Dünyanın yok oluşuna birkaç zaman kala keşfedilen bir gezegen ile yeniden umutlanan Dünyalıların bir işgal projesi olarak başlıyor hikâye. Başkarakterimiz Serkan aslında hepimizin ara sıra düştüğü ikilemlere düşüyor ve bize insanın bambaşka bir gezegene gitse dahi yine bir insan olacağını ve kusurlarımızla öylece var olacağımızı gösteriyor.
Ş. Yüksel Yılmaz’ın Pegasus Yayınları etiketiyle okuyucuya sunduğu son kitabı Halaskâr geçtiğimiz günlerde yayımlandı. Bilimkurgu camiasında ve “mainstream” dediğimiz ana akım edebiyat okuyucularını bile titreştirdi bu haber. Çünkü bilimkurgu yazarak kendi kitlesini yaratabilmiş nadide yazarlardan biri olarak gösteriliyor kendisi.
İlk kitabı M4Y4 ve ikinci kitabı M4Y4: Nesil, Destek Yayınları etiketi ile yayımlanmış ve oldukça ses getirmişti. Bence Netflix oraları bir keşfetmeli.
Üç Aşamalı Bir Yolculuk…
Hikâyemizde, yeni keşfedilen Semele gezegenine gönderilmiş bir biyolog olan Serkan ile tanışıyoruz ilk başta. Karakterimiz bir asker değil, yazarımız bunu birkaç defa bize iletiyor fakat bir askerden hiç geri kalır yanı yok. Giydiği zırhla bir halaskâr olması kolaylaşıyor ama yıllarca kendi içinde yaptığı savaştan bir gazi aslında Serkan.
Giydiği zırh ise onu birçok yönden koruyor ve nişan alması gibi birçok konuda destekliyor. En önemlisi ise onu yalnız bırakmıyor. Sonuçta koca gezegende başka süvariler olmasına rağmen yalnız kalan birisi karakterimiz.
Tolstoy şöyle der; “Tüm muhteşem hikayeler iki şekilde başlar: ya bir insan bir yolculuğa çıkar, ya da şehre bir yabancı gelir…”
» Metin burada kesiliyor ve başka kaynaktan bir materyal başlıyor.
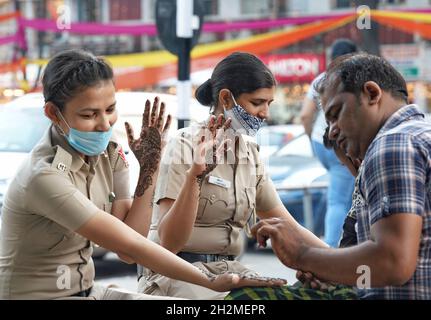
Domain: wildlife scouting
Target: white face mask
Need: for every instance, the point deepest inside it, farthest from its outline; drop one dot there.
(242, 120)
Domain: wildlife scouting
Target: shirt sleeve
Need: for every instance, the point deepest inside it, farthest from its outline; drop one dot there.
(394, 178)
(52, 195)
(266, 195)
(176, 160)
Serkan bu sözün iki kısmını da karşılıyor. Gittiği yabancı bir gezegende mecbur olduğu bir yolculuğa çıkıyor. Yazar burada bize karakterimizin yolculuğunu anlatırken arka tarafta gezegenin kendi yolculuğu sessiz sedasız devam ediyor. Ta ki ikisi kesişene kadar ve tam bu sırada Serkan son yolcuğu olan kendi içindeki yolculuğuna başlıyor.
Romanın giriş kısmından sonra olayların gelişme bölümü geliyor. Burada karşımıza Kaaspar isimli bir karakter çıkıyor. Bundan sonrası bana biraz modern “Hitler” alegorisi gibi geldi. Birinin ütopyası bir başkasının distopyası olması hiç de zor değil. Ütopyalar biri tarafından değil birlikte inşa edilir. Roman bize bunu yadırgatma efekti ile çok iyi bir şekilde gösteriyor.
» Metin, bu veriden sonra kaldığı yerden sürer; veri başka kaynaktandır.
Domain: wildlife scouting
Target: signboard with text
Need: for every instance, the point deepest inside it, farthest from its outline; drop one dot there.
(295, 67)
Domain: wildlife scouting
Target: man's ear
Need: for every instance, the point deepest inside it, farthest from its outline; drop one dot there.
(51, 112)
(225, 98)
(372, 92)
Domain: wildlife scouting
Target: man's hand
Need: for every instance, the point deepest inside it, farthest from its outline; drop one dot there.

Gelişme bölümü sanırım romanın en durağanlaştığı kısım diyebilirim. Kaaspar ve Serkan arasındaki diyaloglar romanı içsel yolculuğa dönüştürüyor ve olayların içine Erin’in katılması ile kitap Hard Sci-Fi yani katı bilimkurgu olabileceği alandan Space Opera kısmına ilerliyor.
Yazarın dili ise oldukça sade ve anlaşılır, giriş kısmında sizi içeri alması çok kolay oluyor. Sayfalar rahat ve anlaşılır biçimde akıyor. Bu açıdan Ş. Yüksel Yılmaz diğer kitaplarından birkaç adım ileride olduğunu rahatça görebiliyoruz. Fakat M4Y4 kitabında olay örgüsü ve kurgu kısmında daha başarılı olduğunu düşündüğümü itiraf etmeliyim.
Genel olarak kitaba bakacak olursak yerli bilimkurgu edebiyatının en iyi örneklerinden biri diyebiliriz. Roman olarak zaten çok fazla kitap göremiyoruz, bu yüzden Ş. Yüksel Yılmaz’ı önemli bir kalem olarak görüyorum. Umarım kitabın devamına veya başka evrenlerde kaleme alacağı yeni maceralarına tanık olabiliriz.